Azaleas are perennial, acid-loving, flowering shrubs. These shrubs prefer very well-drained soils and typically require little fertilizer, as long as the soil is not too alkaline. Your young azalea will do best when you attend well to its soil, watering and pruning needs--the latter is especially important if you want your azalea to grow bushy rather than leggy. Azaleas young or old are not particularly difficult to care for and can enhance your garden for many years.
Place organic mulch around young azaleas after planting, leaving a little space between the mulch and the stem to avoid stem diseases. Pine wood chips, peat moss and organic compost are suitable mulch material for these plants. Mulch keeps the young azaleas moister and, according to azaleas.org, as the mulch decomposes it will add necessary nutrients to the soil .
Encourage a fuller look in young azaleas by pinching the tips (the new growth) off as they grow. However, as explained by rhododendron.org, you should not pinch the tips too soon while they are still soft or you'll defeat the purpose of pinching (to promote bushier growth), Wait until tips snap easily.

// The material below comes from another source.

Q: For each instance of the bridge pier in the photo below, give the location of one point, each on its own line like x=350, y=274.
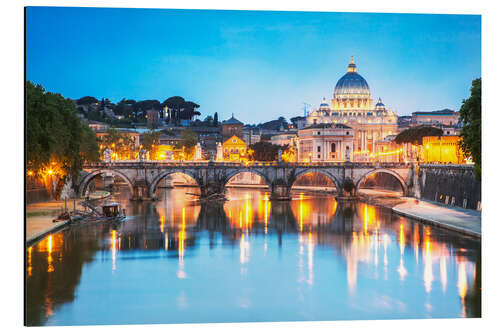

Watch the young azaleas for signs of nutrient deficiencies. These signs include yellowing leaves and lack of new plant growth. Azaleas.org recommends soil testing, however, before applying fertilizer for azaleas--the soil amendments necessary will depend on the soil's particular deficiencies. Note that fertilizing young azaleas unnecessarily may cause them to grow quickly, but not flower--all the energy may be spent towards green foliage growth and your young azalea may grow big, but not so beautiful.
Water your young azaleas daily--enough to keep them moist but not so much as to promote fungal diseases. If azaleas are planted on high ground or in a raised bed, where water does not pool, and the soil has good drainage (is not clay), this shouldn't be a problem. If your azaleas are standing in water puddles, however, they can easily develop diseases and die.